37. S05L09 Data Privacy, Security, and Misuse: Data privacy and security is another major concern to consider in the context
of GAI systems. Let's talk about a few examples. The first issue is
related to data leakage. Think about the situation in
which your company is using a variety of third party
GAI solutions like HRGPT, Google Jiminy or Microsoft Co Pilot,
running in the Cloud, so people working
in that company can leverage those tools
for their daily work. That's a typical
use case, right? What if some users are
using a third party tool? And providing as input a prompt with a very
sensitive information, like a list of sales deals
and revenue or a piece of highly sophisticated
code that was developed by
the R&D department. There is a huge potential for data leakage while users are trying to
leverage those tools.
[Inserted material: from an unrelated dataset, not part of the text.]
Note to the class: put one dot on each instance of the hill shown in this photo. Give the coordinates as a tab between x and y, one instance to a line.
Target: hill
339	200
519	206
To mitigate those
security risks, companies should develop
a holistic end to end strategy like using more safer
data handling practices, educating end users about the usage of those
systems and more. Another important
dimension of GEI is the going risk that it will
be used by bad players. That's the reality,
and it's going to become more challenging
in the future. Those models can be used to
create this information, generate a deep fake identities, generate sophisticated
cyber attacks, and more. Just think that it is
becoming harder to identify the credibility of images and videos, we can see. Everything can be generated by AI in a very convincing way. That's going to
dramatically change how people rely on
digital information. It's part of the game, and we should be aware
of those evolving risks.
38. S05L10 Summary: Hi, and welcome back. I hope
that I didn't scare you too much about the challenges and limitation of generative AI. That's part of the
game when the market is starting to use
a new technology, as more market
experience is gained, those challenges will
be better mitigated. I assume that five, ten years from now,
some of them will disappear and maybe
new ones will emerge. Let's quickly review
them one by one. We started with
prompt sensitivity, meaning the input has a
direct impact on the output, which makes a lot of sense. We need to be mindful
when crafting prompts. The next challenge is
the knowledge cutoff. Most of the models are trained
up to a specific date. An event or data created after that date is not part
of the model knowledge. We need to be aware of that date and the capabilities
of the model to handle it. Some of them are updated
in repeated intervals and some are closing the
gap by using online tools. Then we talked about the
less deterministic nature of GEI models. It is embedded in their design to better
simulate human creativity, which is useful for
many use cases. On the other end, some use cases will require more
deterministic behavior. In that case, there
is an option in some models to tune that
level of randomness. It's called setting
the temperature. I also mentioned that GAI models are trained to
handle unstructured data. Therefore, we need to
be very mindful when trying to feed the GAI
solution with tabular data. It may cause strange
unpredictable behavior. Moving next, we talked about the challenge that GAI models may generate information that
is incorrect or fabricated. It is called hallucination. When the model is
making things up, we should always remember that not every piece
of information we get from a GAI system should be considered
as the true baseline. Another challenge is the
lack of common sense. Common sense is the typical
capability of human beings, and it's very hard to
simulate it with machines. Machines can be manipulated
by sophisticated prompts, and we have a big challenge to understand complex
real life situations. The next challenge is a big
headache for many companies. I'm talking about the
ethical and bias issues. When training a GAI system with a variety of data sources, the modern knowledge will include biases on
different topics, which may cause the
model to generate outputs that are unfair,
unethical, or misleading. And the last one was about data privacy,
security and misuse. I mainly want to emphasize
the risk of data leakage. When using third
party GAI solutions, we need to be more mindful on the data we're
using as proms, reducing the risk of exposing
sensitive information. If the model is controlled by your company, that's
a different story. It's a case by case situation. That's a quick summary
of this section. Moving next, we will dive into practical use cases of GAI. See you next. F.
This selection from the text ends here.